Hitchhiker's Guide to the Galaxy

Greetings fellow inhabitants of Planet Earth,

In less than a month our great planet will experience a magnificent and potentially catastrophic event that will undoubtedly have a profound effect on each and every one of you. As usual, we've crunched the numbers, extrapolated the variables and divided everything by pi. To our surprise, the data indicates that we must meet in the Northern Hemisphere. That's right, Gibson-OZ and Gibson-US will temporarily occupy the same time zone. We know it sounds crazy, but it's a chance we have to take.

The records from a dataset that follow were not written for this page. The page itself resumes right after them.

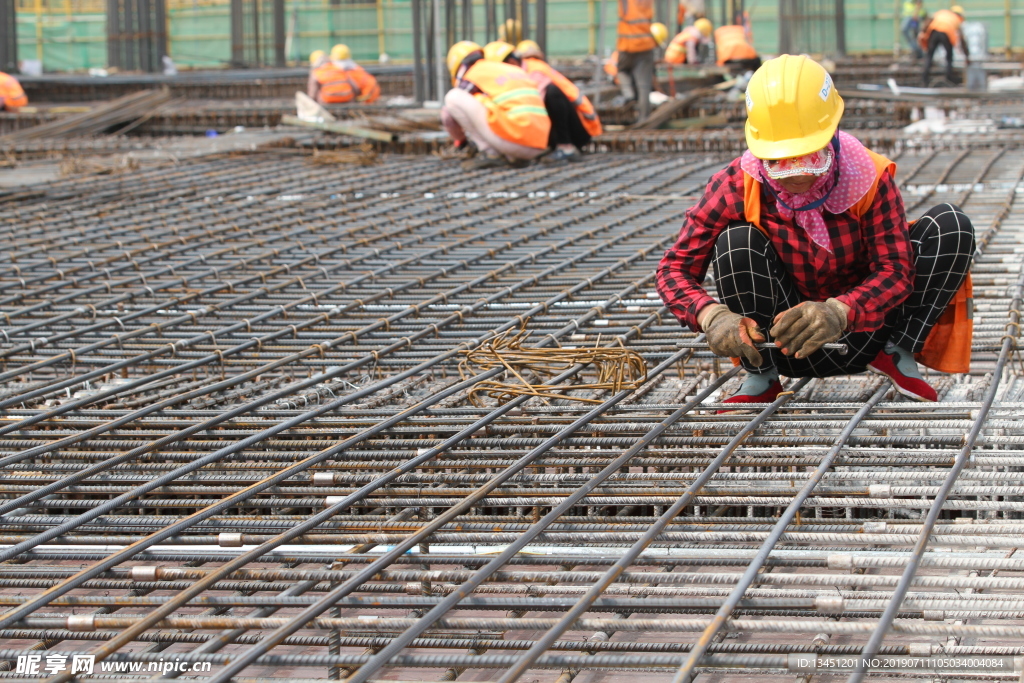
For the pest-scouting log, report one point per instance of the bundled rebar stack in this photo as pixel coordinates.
(269, 419)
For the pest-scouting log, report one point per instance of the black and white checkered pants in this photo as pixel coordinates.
(753, 281)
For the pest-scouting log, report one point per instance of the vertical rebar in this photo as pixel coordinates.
(280, 32)
(440, 71)
(467, 19)
(419, 91)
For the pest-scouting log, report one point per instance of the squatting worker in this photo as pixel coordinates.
(685, 47)
(573, 120)
(810, 245)
(732, 49)
(943, 29)
(340, 80)
(11, 95)
(636, 52)
(495, 108)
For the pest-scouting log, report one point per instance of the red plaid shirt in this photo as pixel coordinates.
(870, 268)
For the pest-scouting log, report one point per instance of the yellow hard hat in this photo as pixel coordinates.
(498, 50)
(460, 51)
(659, 32)
(528, 48)
(793, 108)
(510, 32)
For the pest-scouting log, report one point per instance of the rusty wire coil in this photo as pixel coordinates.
(617, 369)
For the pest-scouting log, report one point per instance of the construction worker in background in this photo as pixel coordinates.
(733, 50)
(11, 95)
(685, 47)
(810, 245)
(913, 13)
(573, 120)
(611, 67)
(688, 8)
(942, 29)
(495, 111)
(636, 52)
(340, 80)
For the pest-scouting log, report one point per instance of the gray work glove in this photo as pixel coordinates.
(732, 335)
(808, 326)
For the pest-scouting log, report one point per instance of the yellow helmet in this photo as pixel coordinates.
(659, 32)
(341, 51)
(510, 32)
(528, 48)
(498, 50)
(460, 51)
(793, 108)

But, before we get ahead of ourselves, there is one more challenge to be completed before Gibson-OZ boards that fateful jet to the US. Our poltergeist detectors indicate that this year on All Hallows Eve an army of disgruntled spirits intends to do all manner of mischief, including but not limited to, disabling street lights, knocking over garbage cans and eating the spleens of children. In order to combat this horrendous horde we must execute the following challenge:

1) Fashion a crude costume out of newspaper and aluminum foil (kyrptonite for poltergeists).
2) Make a hitchhiking sign, featuring the other Gibson's location (Gibson-OZ will be in Melbourne, AUS)
3) At precisely 0:08 GMT on October 31st, while wearing the costume, moonwalk next to a busy street, while holding the sign and extending a thumb.
4) Document the event with photo and/or video.

If all goes according to plan your Halloween will be pleasant and poltergeist-free. Oh and one final note: The owls are not what they seem.